Badger cull TBtrials still set fair

5 October 2001

Badger cull TBtrials still set fair

TRIALS to find out whether culling badgers is the best way to control bovine TB are still on course despite being disrupted by the foot-and-mouth outbreak, the government claims.

The F&M crisis has resulted in the loss of 90 herds out of the 3000 involved in the Krebs badger culling trial. Trials in infected areas have ground to a halt while the rest have been severely disrupted as the civil servants have been needed elsewhere.

But Prof John Bourne, chairman of the Independent Scientific Group on cattle TB, claims the trials are still on course to provide results by 2004/5.

He told a recent meeting of the TB Forum, which considers how to control TB in cattle, that laboratory work on TB has not been significantly affected by the outbreak.

He acknowledged the disruption the F&M outbreak has caused but said the number of farms in the trial that have been culled out is "relatively small".

The trial consists of 10 triplet zones in TB hotspot areas.
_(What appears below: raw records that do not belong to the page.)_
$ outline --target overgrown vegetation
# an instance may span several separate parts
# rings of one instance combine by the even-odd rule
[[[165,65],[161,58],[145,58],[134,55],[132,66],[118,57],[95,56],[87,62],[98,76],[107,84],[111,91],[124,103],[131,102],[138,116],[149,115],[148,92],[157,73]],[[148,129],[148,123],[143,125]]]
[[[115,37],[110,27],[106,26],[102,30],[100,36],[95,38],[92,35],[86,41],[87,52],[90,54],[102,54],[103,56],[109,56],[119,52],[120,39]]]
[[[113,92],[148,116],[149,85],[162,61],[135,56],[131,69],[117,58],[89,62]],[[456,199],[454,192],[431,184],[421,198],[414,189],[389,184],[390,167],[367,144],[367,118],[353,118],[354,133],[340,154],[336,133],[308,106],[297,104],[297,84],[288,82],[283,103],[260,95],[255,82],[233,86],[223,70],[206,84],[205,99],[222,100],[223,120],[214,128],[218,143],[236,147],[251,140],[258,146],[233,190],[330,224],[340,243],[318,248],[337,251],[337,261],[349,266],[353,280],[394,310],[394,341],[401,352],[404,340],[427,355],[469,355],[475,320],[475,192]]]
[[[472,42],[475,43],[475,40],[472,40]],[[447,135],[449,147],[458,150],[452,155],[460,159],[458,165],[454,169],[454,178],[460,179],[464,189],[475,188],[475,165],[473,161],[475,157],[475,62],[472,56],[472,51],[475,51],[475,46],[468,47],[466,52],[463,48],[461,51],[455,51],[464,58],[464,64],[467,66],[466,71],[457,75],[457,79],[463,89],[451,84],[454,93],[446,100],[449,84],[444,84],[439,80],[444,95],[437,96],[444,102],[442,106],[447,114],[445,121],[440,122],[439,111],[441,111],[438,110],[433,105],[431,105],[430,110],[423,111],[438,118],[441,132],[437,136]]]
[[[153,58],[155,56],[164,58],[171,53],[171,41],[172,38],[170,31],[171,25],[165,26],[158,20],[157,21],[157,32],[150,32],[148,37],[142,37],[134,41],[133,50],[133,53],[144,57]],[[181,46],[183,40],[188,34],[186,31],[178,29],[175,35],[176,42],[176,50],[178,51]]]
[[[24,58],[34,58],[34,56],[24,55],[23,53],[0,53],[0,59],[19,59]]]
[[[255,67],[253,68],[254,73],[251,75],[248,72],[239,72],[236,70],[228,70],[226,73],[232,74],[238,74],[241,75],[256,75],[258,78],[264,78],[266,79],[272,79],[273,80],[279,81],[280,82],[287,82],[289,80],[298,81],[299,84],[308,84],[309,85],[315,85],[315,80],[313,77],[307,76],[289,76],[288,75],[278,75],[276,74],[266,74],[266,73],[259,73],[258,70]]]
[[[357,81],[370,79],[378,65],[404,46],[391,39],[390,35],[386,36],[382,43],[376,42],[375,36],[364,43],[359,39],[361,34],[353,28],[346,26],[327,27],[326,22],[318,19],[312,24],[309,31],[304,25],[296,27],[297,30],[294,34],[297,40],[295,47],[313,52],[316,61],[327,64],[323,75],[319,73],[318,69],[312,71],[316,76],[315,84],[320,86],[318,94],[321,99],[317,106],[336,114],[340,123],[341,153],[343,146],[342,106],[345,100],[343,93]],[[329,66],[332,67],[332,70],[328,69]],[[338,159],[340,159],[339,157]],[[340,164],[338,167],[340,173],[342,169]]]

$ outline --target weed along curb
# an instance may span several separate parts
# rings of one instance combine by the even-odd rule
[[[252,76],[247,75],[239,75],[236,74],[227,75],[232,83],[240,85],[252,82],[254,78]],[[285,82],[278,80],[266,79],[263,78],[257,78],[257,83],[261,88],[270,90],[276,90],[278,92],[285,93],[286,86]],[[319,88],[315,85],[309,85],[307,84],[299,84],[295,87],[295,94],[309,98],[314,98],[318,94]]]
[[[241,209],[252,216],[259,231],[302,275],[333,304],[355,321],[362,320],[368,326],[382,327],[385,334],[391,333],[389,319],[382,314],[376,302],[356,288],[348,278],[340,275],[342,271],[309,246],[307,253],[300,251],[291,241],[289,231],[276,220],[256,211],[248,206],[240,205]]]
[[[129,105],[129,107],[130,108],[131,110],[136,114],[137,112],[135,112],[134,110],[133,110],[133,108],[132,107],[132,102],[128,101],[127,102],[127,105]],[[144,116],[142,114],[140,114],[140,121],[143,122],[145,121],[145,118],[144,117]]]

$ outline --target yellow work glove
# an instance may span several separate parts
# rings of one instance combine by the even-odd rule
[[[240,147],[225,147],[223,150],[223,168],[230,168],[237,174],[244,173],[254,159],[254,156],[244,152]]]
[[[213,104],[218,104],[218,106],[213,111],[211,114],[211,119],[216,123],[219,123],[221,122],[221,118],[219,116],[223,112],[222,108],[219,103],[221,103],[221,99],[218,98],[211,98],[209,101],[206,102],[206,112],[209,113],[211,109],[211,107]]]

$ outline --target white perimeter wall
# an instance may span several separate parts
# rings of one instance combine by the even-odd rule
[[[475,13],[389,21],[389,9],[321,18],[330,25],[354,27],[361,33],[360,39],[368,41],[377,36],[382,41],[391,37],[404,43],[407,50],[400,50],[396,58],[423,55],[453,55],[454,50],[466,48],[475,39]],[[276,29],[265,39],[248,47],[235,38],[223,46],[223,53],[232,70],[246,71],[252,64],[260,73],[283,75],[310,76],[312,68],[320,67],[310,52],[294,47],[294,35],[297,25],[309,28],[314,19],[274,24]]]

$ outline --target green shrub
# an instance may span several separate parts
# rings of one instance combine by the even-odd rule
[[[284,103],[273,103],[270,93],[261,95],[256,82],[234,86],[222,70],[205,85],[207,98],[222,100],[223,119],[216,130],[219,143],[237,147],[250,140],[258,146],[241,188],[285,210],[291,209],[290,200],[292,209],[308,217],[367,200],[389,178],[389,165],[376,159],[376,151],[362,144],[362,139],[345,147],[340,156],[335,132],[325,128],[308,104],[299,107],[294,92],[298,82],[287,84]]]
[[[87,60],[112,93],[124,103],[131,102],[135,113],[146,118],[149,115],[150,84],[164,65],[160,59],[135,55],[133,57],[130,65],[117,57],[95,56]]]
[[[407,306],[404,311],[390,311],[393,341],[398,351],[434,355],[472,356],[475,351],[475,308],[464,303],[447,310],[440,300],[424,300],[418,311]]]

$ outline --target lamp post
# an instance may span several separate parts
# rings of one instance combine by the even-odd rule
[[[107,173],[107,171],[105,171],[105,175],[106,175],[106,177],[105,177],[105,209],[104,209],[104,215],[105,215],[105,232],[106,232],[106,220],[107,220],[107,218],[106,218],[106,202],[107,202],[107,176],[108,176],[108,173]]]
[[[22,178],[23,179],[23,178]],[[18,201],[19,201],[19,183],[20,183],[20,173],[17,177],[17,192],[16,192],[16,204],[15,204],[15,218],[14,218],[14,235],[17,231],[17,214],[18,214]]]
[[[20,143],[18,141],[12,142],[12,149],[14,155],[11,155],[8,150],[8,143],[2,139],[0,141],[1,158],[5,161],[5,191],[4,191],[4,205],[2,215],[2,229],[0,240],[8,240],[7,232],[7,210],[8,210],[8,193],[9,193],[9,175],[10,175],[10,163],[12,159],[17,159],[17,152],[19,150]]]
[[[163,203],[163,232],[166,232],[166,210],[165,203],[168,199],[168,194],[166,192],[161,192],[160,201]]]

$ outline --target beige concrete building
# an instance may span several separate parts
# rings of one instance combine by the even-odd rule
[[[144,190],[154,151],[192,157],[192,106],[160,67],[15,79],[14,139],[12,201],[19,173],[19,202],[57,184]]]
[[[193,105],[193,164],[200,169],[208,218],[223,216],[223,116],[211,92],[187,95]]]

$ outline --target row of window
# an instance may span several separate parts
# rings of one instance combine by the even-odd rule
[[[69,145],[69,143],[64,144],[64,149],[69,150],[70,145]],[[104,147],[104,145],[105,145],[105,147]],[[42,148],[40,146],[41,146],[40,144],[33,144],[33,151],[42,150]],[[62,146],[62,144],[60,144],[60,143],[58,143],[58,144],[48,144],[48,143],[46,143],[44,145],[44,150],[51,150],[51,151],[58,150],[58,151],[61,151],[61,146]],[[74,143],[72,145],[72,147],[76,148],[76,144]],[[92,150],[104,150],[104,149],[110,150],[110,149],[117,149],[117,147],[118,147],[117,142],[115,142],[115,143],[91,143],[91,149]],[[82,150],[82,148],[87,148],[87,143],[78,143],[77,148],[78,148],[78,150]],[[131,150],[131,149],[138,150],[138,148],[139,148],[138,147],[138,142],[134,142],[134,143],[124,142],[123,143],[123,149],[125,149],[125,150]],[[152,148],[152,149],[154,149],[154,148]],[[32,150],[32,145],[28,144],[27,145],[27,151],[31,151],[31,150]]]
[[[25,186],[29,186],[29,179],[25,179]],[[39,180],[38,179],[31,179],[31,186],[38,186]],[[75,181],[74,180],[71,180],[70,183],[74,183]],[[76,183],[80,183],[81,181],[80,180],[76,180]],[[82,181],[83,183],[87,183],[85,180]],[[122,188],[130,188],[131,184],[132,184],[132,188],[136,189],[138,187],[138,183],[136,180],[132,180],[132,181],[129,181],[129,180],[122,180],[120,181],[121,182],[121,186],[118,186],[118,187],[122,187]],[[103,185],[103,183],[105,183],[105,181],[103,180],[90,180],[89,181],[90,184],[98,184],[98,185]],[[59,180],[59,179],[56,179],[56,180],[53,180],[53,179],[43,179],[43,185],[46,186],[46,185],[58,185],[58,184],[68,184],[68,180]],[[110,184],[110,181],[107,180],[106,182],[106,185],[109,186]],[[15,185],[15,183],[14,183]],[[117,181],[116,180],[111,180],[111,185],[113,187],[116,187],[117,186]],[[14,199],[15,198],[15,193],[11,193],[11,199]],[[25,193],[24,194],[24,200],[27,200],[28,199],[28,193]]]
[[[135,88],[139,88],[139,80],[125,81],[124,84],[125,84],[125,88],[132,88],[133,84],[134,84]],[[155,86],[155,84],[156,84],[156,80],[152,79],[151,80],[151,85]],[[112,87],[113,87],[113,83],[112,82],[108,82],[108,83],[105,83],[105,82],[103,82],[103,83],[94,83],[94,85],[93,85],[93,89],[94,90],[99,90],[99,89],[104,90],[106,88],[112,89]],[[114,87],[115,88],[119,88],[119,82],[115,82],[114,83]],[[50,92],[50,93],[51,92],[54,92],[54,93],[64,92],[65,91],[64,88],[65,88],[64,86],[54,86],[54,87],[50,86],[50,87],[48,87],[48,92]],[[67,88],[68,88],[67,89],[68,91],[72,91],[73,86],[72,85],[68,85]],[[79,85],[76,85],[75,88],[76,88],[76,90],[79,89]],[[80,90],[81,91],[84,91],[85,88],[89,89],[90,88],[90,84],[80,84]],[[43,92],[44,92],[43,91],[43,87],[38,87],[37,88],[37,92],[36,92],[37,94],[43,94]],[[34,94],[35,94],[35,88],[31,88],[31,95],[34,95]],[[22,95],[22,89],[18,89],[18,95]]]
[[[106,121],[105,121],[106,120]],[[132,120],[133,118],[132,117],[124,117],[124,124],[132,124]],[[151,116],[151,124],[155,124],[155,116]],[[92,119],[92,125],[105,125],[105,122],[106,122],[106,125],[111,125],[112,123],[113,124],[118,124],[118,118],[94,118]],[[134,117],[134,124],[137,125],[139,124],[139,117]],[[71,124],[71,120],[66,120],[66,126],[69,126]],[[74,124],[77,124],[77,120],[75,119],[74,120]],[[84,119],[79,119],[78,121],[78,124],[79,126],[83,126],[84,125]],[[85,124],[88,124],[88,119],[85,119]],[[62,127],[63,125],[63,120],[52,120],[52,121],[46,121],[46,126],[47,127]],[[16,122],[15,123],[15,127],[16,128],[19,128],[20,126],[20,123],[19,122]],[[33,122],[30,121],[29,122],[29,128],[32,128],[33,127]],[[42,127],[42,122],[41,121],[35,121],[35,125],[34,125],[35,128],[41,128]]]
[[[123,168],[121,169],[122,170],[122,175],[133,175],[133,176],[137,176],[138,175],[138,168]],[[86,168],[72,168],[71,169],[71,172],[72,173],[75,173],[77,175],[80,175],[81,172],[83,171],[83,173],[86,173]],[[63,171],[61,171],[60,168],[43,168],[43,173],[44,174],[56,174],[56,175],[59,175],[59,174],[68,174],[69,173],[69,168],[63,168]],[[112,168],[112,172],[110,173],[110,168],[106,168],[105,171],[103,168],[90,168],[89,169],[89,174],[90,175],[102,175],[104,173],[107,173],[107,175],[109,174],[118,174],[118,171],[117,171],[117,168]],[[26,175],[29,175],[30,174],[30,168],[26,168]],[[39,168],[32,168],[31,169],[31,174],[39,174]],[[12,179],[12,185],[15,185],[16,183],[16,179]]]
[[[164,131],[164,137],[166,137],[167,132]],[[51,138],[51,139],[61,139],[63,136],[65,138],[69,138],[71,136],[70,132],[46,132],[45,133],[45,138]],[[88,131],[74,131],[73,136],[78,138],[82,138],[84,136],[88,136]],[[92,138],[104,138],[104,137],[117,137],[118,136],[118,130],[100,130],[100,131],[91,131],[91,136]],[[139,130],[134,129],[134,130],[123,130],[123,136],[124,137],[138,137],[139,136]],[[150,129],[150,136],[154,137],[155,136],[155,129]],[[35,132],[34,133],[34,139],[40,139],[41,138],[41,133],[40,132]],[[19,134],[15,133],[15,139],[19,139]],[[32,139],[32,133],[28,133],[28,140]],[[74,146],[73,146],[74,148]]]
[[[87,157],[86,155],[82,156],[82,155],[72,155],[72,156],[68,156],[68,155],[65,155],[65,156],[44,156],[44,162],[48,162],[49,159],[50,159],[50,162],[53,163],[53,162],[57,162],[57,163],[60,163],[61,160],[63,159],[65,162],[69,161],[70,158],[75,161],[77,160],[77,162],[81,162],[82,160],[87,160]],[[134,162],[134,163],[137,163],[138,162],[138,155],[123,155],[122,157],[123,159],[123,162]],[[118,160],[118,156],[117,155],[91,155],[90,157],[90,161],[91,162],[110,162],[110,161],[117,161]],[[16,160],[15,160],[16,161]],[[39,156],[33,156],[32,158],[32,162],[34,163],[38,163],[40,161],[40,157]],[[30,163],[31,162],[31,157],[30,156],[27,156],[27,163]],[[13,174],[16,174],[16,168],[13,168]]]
Each zone is split into three areas within which as many badgers are culled as possible, badgers are culled only around bovine TB outbreaks and no badgers are culled.

A DEFRA spokesman said field work is underway again in some areas. But full capacity is unlikely to be reached by the end of the spring 2002 break in the trial which allows badgers to breed. &#42

"There has been disruption but the timescale has not slipped. Work has been done during the F&M outbreak and there is enough time to catch up," he said.